The Corner

I Forconi

The Guardian:

They blocked roads and stopped trains, occupied piazzas, clashed with police and closed shops. From Turin and Milan in the north to Puglia and Sicily in the south, Italy was hit this week by a wave of protests that brought together disparate groups and traditional foes in an angry show of opposition to austerity policies and the government.

“They [politicians] have brought us to hunger; have destroyed the identity of a country; have annihilated the future of entire generations,” read one poster from the “December 9 Committee”, an umbrella organisation urging Italians to rise up against the euro, Brussels, globalisation and, primarily, Enrico Letta’s government. “To rebel is a duty.”

In a loosely formed movement which has gone largely by the name of I Forconi (the Pitchforks), lorry drivers, farmers, small business owners, students and unemployed people staged protests venting their fury at a political class which they blame for Italy’s longest post-war recession and want to “send home”. But they were not alone.
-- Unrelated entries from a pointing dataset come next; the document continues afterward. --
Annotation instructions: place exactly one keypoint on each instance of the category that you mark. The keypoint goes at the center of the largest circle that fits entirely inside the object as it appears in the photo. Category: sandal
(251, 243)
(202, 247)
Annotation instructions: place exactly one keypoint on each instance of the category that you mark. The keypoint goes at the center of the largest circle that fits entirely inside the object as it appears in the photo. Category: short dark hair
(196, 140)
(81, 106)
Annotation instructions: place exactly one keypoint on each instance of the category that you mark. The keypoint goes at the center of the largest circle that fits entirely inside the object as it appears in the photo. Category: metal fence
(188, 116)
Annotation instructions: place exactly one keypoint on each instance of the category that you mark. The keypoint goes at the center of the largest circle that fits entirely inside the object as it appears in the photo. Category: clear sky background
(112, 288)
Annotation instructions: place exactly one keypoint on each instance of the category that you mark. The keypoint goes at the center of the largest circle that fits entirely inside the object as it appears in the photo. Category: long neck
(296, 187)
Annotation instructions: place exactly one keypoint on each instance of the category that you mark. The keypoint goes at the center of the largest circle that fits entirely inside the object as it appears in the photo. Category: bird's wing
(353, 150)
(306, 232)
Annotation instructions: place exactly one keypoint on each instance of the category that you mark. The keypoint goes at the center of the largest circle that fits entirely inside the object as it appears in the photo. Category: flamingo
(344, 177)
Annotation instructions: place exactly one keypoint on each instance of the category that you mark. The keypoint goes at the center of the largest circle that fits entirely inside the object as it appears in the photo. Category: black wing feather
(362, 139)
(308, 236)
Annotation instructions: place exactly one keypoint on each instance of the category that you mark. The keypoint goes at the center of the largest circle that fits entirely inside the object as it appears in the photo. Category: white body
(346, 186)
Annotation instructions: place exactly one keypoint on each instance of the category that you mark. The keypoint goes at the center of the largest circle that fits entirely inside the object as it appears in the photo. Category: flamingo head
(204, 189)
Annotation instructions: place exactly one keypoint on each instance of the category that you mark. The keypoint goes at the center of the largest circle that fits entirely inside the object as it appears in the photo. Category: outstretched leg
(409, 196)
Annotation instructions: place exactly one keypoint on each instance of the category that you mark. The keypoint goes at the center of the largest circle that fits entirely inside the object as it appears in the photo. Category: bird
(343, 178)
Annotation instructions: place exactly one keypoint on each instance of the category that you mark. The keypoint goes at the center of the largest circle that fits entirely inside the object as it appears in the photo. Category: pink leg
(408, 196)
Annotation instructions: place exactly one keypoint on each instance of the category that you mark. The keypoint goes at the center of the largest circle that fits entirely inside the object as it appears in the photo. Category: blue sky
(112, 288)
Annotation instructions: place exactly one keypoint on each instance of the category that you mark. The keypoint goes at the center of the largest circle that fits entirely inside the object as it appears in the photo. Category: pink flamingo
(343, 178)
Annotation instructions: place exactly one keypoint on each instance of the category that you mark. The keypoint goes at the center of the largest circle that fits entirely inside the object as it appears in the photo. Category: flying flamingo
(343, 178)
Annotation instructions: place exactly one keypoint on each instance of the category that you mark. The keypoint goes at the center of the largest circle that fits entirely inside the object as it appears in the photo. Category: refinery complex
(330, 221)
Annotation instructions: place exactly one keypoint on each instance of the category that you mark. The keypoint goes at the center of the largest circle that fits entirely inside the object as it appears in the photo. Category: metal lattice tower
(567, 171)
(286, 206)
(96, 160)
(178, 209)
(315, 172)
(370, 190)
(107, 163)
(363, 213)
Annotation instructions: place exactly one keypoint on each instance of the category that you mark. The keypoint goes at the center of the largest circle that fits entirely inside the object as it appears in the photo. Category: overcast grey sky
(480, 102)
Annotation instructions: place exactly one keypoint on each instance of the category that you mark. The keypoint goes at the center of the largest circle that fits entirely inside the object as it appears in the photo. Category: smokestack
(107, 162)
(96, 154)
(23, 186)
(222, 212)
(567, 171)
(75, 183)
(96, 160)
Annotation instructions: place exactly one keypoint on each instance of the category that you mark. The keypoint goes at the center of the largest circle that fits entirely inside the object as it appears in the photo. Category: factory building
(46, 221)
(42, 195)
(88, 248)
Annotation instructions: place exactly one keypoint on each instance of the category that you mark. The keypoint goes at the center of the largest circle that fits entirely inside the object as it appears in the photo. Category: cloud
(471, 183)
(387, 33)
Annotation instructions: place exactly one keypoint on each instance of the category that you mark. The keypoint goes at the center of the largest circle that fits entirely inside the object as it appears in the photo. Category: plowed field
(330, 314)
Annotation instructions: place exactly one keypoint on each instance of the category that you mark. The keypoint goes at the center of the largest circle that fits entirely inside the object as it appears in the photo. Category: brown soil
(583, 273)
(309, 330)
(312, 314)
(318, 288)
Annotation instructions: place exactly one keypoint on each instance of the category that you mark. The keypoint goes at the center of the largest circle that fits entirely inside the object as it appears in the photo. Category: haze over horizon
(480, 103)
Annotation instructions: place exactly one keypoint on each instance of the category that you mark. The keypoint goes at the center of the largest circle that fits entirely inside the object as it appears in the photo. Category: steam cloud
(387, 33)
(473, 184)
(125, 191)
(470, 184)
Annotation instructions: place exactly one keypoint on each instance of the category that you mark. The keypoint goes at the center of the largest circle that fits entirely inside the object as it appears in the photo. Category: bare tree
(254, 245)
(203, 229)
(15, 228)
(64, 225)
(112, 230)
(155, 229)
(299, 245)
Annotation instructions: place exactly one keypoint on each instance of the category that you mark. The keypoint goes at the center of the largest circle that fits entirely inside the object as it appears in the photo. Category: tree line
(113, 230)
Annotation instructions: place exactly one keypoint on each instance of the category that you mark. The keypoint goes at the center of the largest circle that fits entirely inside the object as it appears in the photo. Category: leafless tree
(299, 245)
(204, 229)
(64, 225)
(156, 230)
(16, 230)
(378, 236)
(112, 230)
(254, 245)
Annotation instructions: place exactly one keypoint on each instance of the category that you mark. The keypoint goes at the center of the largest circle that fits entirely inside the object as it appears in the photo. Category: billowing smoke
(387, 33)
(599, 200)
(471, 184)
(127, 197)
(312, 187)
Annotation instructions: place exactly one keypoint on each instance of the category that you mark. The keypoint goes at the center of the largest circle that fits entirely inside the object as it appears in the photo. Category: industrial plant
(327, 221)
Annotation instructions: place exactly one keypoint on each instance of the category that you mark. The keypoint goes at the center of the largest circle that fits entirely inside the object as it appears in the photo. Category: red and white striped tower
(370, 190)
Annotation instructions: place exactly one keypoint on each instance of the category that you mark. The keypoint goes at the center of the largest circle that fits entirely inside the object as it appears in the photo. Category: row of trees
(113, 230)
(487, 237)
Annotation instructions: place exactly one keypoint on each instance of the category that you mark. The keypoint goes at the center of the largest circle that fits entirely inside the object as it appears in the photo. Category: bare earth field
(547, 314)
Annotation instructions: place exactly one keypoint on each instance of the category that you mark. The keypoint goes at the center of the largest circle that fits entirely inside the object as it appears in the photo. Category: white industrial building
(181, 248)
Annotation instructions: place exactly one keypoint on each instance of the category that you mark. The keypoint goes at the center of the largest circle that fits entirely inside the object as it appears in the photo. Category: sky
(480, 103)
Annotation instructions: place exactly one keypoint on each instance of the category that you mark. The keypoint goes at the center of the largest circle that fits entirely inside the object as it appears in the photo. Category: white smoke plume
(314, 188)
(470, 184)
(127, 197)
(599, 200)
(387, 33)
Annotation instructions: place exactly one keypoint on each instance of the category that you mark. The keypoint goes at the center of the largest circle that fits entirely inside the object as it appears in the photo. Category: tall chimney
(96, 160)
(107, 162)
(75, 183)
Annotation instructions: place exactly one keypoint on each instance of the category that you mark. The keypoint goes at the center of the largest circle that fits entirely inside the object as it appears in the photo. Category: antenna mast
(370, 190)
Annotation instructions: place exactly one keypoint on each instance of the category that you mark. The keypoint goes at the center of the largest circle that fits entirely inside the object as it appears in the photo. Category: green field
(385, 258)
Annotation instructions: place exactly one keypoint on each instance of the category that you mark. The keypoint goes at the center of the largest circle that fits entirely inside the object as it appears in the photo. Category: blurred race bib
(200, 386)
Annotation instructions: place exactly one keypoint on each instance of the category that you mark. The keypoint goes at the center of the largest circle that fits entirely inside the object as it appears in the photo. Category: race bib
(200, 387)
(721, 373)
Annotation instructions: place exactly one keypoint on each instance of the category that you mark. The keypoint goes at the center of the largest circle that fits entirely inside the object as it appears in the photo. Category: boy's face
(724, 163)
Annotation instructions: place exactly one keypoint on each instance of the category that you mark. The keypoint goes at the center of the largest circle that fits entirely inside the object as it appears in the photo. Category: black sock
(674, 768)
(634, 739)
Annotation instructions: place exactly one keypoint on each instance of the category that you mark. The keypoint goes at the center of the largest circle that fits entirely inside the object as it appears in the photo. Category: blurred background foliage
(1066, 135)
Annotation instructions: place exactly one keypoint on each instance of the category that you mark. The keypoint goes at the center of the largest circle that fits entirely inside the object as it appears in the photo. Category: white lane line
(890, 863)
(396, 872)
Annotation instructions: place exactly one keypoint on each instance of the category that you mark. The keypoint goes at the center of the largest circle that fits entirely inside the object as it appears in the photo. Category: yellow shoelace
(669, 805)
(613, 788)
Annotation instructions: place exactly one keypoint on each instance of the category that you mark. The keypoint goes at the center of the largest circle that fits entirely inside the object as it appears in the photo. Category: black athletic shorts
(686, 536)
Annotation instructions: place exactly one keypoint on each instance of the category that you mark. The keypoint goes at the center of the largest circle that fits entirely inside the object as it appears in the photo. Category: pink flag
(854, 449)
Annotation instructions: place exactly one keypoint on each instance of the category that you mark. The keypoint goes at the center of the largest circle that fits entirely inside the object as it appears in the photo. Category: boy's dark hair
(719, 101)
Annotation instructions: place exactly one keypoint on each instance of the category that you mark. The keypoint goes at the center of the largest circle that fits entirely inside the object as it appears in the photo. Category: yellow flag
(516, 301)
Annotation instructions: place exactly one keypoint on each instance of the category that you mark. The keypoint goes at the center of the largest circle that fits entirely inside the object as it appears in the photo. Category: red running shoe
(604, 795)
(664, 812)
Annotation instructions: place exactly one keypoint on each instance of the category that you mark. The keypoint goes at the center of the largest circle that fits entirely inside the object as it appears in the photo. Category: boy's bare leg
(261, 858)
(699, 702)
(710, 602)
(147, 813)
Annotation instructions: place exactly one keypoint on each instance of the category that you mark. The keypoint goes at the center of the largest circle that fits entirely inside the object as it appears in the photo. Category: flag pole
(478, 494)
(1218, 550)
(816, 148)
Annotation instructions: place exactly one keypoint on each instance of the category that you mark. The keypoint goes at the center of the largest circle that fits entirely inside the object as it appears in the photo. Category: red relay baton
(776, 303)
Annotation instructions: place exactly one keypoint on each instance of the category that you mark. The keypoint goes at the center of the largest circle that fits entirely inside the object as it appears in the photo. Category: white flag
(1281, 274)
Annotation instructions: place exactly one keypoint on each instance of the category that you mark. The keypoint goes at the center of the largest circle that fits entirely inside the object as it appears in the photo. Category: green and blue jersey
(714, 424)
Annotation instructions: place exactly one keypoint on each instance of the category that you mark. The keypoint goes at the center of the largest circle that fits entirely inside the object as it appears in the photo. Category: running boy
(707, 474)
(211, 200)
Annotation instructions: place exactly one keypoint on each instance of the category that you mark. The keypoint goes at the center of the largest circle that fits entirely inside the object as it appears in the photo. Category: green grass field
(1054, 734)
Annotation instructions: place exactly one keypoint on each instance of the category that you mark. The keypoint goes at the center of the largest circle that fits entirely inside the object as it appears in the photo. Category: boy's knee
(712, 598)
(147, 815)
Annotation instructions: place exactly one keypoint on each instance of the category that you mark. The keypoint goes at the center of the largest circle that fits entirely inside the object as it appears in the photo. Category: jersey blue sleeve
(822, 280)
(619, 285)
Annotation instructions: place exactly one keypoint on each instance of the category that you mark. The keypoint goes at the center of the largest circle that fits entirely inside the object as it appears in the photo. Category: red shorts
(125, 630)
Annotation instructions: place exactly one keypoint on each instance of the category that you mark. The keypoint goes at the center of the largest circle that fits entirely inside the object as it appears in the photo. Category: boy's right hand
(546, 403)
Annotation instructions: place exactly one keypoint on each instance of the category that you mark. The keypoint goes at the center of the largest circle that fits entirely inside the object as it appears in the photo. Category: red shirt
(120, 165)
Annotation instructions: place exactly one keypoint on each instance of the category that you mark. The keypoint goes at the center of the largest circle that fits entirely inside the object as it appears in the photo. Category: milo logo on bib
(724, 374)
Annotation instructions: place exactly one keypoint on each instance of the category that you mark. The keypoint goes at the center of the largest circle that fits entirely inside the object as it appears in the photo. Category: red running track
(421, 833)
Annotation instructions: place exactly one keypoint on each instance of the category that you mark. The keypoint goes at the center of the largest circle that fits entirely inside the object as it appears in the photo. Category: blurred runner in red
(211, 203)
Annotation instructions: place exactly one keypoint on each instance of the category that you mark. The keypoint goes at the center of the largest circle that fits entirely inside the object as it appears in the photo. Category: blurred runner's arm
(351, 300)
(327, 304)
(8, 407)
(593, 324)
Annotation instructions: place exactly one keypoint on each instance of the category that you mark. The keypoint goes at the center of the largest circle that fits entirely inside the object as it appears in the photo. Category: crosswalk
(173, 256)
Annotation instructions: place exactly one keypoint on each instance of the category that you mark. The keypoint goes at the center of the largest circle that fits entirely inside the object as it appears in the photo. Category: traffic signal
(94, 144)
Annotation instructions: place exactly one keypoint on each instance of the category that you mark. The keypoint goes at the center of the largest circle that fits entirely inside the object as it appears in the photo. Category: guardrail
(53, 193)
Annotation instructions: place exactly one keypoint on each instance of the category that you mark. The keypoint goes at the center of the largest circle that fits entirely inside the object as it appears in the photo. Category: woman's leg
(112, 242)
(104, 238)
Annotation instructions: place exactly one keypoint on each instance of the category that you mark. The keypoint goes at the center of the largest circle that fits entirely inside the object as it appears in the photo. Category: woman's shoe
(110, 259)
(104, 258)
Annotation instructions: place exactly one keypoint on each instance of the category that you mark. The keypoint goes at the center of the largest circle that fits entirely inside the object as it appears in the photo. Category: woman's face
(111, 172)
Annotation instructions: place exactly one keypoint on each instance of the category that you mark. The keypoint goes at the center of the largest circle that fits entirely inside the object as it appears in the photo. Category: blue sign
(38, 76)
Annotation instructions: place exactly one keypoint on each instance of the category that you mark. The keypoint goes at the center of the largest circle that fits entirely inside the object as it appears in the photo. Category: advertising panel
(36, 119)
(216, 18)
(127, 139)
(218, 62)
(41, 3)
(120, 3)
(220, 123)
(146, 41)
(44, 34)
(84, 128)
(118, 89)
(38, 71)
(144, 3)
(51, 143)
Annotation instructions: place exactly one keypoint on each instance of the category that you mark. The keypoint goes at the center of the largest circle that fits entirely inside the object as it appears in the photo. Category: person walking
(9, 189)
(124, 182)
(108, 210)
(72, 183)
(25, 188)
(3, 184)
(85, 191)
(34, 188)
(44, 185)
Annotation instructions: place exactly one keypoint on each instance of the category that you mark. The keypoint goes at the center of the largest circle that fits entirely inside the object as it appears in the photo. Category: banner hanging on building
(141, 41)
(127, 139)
Alongside them were anti-globalisation groups, members of the Veneto Independence movement, elements of the far right and – for good measure – football “ultras”. Among the sights “rarely seen before”, reported the Turin-based daily La Stampa, were supporters of arch-rivals Juventus and Torino standing “side by side”. Although the protests had been publicised, especially on the internet, their scale and occasionally violent nature – particularly in Turin, a historic city of protest – appeared to take many by surprise.

Indeed. After all, the euro-zone crisis is “over” . . .

But what has been made clear by the Pitchforks protests, say analysts, is not just the depth of anger on the streets but a feeling that traditional politics – even after the dramatic election breakthrough of Beppe Grillo’s Five Star Movement – is not responding to their needs.

“These protests show Italy’s massive crisis of political representation,” said Duncan McDonnell, a political scientist at the European University Institute in Florence. “These people don’t feel that anyone’s actually listening to them … It really shows how there are big sections of Italian society that don’t feel represented by anyone – political parties, trade unions, interest groups or business.”

And they are not. The EU has hollowed out Europe’s national democracies, and these are the consequences.